In the new study, Danish researchers found that moderate drinking was associated with a 77 percent lower risk of death among patients with mild Alzheimer’s (defined as a score of 20 or less on the Mini Mental State Exam) than those who consumed one or fewer drinks daily. While previous studies have linked moderate alcohol consumption to many health benefits, including a reduced risk of developing and dying from a chronic disease such as cancer and cardiovascular disease, drinking has also been linked to brain damage. Since Alzheimer's disease is a neurodegenerative disorder, researchers believed any amount of alcohol consumption would have an adverse effect on patients with the condition.
"It came as a surprise," the study's senior author Frans Boch Waldorff told Time. "We thought perhaps if you had a brain disease, you would not tolerate alcohol in the way of people without brain disease."

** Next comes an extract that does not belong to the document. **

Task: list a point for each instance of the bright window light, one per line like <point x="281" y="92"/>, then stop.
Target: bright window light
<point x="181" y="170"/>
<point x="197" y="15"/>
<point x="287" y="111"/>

For the study, researchers analyzed three years of data on 321 people with mild Alzheimer’s disease. Among the cohort, about one in 10 abstained from alcohol, 71 percent consumed one glass of alcohol or fewer per day, 17 percent consumed two to three glasses daily, and 4 percent had more than three drinks per day.
Researchers found no significant difference in death rates among those who reported alcohol abstinence or drank more than three units of alcohol every day compared with those drinking one or fewer daily units.
There could be several explanations for the findings, researchers said. One explanation is that people who drink moderately tend to have a larger social network, which has been linked to a longer life.
"The results of our study point towards a potential, positive association of moderate alcohol consumption on mortality in patients with Alzheimer's disease," researchers said in a statement. "However, we cannot solely, on the basis of this study, either encourage or advise against moderate alcohol consumption in [these] patients."
About 5.3 million of Americans have been diagnosed with Alzheimer’s disease in 2015, according to the Alzheimer’s Association. An estimated 700,000 people in the United States age 65 and older are expected to die with from the neurodegenerative disorder.
The study authors said more research is needed to understand the impact of alcohol on cognitive decline.